Weil ich mit der Bildwelt gut zurecht komme, auch weil ich mit mehreren Religionen aufgewachsen bin und ein Mensch bin, der Übung mit Bildhaftigkeit hat. Weil ich in ihr Bedeutung erkennen kann, die was mit mir zu tun hat. Weil ich das als kulturelle Ausformung sehen und akzeptieren kann, ohne mich gleich damit identifizieren zu müssen. Es ist wie in der Kunst: Ich kann mit einem Gemälde von Kandinsky was anfangen, die Wahrhaftigkeit darin erkennen, den persönlichen Bezug zu mir herstellen, kann sogar mit den Symbolen spielen, muss diese aber nicht zu meinen eigenen Symbolen machen, sondern kann in Transferleistung meine eigenen kulturellen Analogien dazu finden. Es entsteht eine Mischkultur. Wie bei jeden Individuum, jeder Kultur, in jeder Zeit. Das ist ein universelles Phänomen, dessen man sich bewusst werden sollte, und das ich für eine der Grundaussagen des Buddha halte. Letztendlich ist auch der tibetische Buddhismus ein Floß, das losgelassen werden muss. Das gilt für jede Tradition. Weshalb es redundant ist, sich mit einer Tradition zu identifizieren oder sie als einzig richtige zu betrachten, weil eben viele Wege nach Rom führen. Natürlich kann aber jeder auch den Umweg über die Identifikation nehmen, sich also Eigner eines Floßes wähnen …

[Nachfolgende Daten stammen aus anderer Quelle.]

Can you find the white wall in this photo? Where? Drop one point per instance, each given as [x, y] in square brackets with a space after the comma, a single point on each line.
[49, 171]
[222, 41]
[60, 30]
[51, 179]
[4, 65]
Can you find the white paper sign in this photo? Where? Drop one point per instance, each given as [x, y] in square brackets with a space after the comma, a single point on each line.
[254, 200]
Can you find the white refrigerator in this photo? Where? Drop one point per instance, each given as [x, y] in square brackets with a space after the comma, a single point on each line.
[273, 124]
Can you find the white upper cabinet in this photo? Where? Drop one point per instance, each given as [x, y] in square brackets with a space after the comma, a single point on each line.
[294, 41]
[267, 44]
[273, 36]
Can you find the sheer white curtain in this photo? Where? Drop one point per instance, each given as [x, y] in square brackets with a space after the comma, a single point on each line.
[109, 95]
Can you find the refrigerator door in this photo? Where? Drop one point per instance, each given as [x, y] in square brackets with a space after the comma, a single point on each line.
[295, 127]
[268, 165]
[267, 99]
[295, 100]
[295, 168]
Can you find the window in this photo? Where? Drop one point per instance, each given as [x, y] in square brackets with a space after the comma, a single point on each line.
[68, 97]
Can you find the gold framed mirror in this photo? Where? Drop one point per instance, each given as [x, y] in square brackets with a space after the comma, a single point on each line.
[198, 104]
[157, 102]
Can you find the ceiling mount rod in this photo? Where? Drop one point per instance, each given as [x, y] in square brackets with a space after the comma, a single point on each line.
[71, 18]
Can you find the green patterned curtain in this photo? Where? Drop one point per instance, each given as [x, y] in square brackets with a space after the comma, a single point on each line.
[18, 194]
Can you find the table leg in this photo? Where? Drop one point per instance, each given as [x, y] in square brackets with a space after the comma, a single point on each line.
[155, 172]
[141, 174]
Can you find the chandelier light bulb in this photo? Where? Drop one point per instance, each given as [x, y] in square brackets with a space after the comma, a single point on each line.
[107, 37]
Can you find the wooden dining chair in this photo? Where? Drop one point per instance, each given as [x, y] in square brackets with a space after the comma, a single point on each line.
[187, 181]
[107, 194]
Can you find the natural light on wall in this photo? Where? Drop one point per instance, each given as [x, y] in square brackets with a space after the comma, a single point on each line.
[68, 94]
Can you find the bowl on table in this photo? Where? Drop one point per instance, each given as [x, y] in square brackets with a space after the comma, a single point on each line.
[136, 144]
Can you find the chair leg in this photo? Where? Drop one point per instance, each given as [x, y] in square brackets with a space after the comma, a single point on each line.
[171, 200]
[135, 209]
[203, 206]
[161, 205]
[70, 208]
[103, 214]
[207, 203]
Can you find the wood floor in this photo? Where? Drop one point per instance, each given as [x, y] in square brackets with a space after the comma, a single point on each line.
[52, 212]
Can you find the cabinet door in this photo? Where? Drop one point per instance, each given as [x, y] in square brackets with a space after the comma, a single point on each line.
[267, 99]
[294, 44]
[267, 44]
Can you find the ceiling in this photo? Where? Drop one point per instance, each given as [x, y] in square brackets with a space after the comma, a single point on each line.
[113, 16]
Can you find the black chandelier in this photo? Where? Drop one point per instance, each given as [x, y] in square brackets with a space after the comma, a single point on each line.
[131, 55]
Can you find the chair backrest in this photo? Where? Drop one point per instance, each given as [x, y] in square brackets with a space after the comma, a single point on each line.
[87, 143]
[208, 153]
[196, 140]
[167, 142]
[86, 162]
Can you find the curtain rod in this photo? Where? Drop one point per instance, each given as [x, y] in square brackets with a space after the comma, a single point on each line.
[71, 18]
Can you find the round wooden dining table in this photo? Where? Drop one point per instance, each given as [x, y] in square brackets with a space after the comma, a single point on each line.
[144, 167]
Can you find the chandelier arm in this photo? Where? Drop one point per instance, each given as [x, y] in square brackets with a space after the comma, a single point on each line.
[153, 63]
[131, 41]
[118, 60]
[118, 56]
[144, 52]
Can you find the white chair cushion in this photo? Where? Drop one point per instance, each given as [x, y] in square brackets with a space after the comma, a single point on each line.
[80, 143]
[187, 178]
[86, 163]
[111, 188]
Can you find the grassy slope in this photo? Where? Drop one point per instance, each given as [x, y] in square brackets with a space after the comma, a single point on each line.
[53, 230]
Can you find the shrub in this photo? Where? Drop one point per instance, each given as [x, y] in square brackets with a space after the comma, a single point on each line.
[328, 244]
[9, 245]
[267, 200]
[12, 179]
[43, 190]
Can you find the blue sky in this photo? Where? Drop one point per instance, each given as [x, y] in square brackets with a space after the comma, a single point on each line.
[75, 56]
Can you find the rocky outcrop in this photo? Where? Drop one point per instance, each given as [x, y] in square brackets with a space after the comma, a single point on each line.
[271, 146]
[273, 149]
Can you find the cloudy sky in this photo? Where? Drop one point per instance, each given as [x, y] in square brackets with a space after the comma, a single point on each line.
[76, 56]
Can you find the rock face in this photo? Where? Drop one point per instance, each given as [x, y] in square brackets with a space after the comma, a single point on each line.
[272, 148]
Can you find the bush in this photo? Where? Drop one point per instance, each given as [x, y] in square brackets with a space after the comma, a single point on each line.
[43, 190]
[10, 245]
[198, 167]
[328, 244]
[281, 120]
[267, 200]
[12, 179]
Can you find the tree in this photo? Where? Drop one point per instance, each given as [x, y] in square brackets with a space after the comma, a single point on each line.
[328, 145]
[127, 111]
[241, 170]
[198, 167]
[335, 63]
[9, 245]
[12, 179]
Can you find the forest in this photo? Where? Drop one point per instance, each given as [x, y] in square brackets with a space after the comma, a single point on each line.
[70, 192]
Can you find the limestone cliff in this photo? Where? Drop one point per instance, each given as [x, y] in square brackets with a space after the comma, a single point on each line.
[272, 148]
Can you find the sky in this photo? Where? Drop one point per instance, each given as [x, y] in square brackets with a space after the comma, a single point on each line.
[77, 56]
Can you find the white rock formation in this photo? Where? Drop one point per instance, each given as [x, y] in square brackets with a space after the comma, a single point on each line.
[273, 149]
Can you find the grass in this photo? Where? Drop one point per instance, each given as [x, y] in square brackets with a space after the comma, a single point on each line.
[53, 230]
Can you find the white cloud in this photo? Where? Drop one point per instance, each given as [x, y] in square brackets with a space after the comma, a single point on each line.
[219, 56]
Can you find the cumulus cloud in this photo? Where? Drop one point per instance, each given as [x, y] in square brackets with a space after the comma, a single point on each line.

    Warum ich den Ansatz von Batchelor gut finde?
    Weil er die Lehre des Buddha von Anfang an nicht als Religion vermittelt, sondern als Ergebnis gründlicher Selbsterforschung: Buddha hat sich erforscht und was er gefunden hat tut er kund – nichts weiter. Batchelor möchte das konsequent beibehalten. Weil er die Naturwissenschaften und Geisteswissenschaften mit einbezieht, und damit die Welt von heute.
    Damit ist der Dharma an sich natürlich grundsätzlich hinterfragbar: Gerade für Menschen, die sich von Religionen verabschiedet haben, ist das wichtig. Für Menschen, die erst mal einen Handlauf benötigen, ist das abschreckend. Beides ist menschlich und legitim.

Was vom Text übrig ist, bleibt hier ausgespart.